0

I have a working installation of rasa_nlu, running Python 3.6.5 on macOS High Sierra. I was able to get the sample tutorial working. I'm running into trouble getting it to work with synonyms.

Here's the relevant portion of my training file, first-model.md.

## intent:select
- what is the [max](operator) rating?

## synonym:max
- best
- highest
- maximum

Now, rasa_nlu correctly detects the intent and entity for a question such as what is the max rating?

{'intent': {'name': 'select', 'confidence': 0.9542820453643799},
 'entities': [{'start': 12,
   'end': 15,
   'value': 'max',
   'entity': 'operator',
   'confidence': 0.8146240434922525,
   'extractor': 'ner_crf'}],
 'intent_ranking': [{'name': 'select', 'confidence': 0.9542820453643799},
  {'name': 'identity', 'confidence': 0.036332450807094574}],
 'text': 'what is the max rating?'}

However, when I use a synonym in the question, it doesn't detect the entity. For example, what is the best rating?

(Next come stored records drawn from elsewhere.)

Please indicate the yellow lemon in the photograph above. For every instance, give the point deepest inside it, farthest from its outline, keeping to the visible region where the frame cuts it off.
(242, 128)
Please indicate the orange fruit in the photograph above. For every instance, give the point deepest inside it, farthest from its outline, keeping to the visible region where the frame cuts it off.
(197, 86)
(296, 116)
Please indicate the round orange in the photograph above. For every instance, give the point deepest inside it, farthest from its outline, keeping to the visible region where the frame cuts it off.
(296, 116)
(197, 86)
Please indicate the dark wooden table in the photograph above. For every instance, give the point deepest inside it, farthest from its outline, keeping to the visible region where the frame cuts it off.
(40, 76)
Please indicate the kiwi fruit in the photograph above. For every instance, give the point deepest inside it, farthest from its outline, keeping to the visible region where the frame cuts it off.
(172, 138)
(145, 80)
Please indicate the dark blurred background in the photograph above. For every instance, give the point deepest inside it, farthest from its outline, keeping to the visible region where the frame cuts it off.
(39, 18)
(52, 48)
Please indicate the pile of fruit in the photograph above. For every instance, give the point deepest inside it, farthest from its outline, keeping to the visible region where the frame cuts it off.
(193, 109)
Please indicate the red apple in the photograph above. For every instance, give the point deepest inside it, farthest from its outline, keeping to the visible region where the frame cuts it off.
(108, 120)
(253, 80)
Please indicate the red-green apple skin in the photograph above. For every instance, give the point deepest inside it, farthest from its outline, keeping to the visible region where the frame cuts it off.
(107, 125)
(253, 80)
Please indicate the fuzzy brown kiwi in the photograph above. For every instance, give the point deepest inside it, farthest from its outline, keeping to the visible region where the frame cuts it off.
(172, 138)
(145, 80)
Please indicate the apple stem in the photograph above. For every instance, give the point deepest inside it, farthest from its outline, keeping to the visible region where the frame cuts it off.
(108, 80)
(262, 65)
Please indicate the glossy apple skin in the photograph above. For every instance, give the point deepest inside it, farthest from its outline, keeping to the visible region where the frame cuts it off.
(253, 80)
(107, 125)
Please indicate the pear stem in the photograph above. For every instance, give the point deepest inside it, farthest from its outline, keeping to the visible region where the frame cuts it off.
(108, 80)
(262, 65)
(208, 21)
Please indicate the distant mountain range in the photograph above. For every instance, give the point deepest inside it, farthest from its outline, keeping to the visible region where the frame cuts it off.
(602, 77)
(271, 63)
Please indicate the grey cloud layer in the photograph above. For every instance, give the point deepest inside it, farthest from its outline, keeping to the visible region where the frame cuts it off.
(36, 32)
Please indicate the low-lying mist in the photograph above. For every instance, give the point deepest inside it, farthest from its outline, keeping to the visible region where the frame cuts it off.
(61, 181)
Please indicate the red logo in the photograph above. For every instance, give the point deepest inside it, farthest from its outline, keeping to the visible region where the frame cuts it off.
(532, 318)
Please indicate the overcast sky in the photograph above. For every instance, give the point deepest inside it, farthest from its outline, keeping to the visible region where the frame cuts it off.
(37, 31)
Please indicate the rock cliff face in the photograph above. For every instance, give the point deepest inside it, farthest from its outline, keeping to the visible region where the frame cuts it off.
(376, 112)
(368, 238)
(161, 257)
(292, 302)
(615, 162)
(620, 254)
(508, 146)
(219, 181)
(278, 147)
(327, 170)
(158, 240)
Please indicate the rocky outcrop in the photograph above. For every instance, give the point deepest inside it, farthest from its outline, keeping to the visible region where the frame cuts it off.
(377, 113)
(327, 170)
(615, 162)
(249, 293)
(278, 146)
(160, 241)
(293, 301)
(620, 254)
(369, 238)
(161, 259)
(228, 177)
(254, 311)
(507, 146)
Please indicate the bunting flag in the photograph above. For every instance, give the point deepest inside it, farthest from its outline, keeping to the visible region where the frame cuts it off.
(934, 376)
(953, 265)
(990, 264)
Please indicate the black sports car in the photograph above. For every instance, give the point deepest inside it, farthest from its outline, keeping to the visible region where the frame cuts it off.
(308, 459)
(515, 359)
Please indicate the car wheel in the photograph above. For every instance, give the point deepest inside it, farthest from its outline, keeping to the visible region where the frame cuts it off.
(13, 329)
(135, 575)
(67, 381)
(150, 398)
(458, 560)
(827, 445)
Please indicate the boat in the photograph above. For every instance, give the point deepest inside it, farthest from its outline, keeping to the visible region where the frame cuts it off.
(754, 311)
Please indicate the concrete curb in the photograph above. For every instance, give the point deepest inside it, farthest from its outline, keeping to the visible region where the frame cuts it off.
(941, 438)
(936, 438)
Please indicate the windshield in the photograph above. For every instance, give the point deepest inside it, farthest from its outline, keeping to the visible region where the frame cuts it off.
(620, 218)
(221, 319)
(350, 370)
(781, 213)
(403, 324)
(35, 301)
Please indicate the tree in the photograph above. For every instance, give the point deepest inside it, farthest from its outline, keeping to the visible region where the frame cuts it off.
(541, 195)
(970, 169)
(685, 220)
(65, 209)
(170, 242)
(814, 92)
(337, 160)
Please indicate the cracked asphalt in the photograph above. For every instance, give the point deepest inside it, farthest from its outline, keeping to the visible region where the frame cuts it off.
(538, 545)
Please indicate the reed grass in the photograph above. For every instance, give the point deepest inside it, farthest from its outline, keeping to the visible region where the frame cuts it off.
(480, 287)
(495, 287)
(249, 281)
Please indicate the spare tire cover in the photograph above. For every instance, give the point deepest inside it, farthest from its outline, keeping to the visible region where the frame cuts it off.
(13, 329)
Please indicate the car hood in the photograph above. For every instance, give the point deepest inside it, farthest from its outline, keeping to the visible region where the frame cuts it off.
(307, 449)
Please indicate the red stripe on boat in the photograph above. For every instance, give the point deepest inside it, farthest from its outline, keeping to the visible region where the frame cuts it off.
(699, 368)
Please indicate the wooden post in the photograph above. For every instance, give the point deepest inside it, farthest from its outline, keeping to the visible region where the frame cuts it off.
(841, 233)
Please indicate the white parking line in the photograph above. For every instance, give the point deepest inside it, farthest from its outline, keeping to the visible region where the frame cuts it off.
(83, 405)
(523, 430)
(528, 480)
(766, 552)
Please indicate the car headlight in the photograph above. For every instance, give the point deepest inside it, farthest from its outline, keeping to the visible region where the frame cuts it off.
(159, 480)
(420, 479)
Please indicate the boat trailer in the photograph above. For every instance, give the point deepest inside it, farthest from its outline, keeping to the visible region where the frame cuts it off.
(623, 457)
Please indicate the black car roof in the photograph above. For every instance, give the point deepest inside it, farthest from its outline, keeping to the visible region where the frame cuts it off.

{'intent': {'name': 'select', 'confidence': 0.9382177591323853},
 'entities': [],
 'intent_ranking': [{'name': 'select', 'confidence': 0.9382177591323853},
  {'name': 'identity', 'confidence': 0.10226328670978546}],
 'text': 'what is the best rating?'}

No dice with synonym. I've tried this both with spacy_sklearn and tensorflow_embedding, and see similar results.

Would greatly appreciate any pointers.

Cheers.

Update: Per @Caleb's suggestion below, I updated the training to:

## intent:select
- what is the [max](operator) rating?
- what is the [highest](operator:max) rating?
- what is the [maximum](operator:max) rating?
- what is the [best](operator:max) rating?

While it improves the situation, it doesn't fully solve the problem. Now the system returns each synonym (e.g. highest, maximum, best) as the entity value instead of the actual value (max). For example, if I ask what is the best rating?, I expect max as the entity value, not best. Unfortunately, the system returns best.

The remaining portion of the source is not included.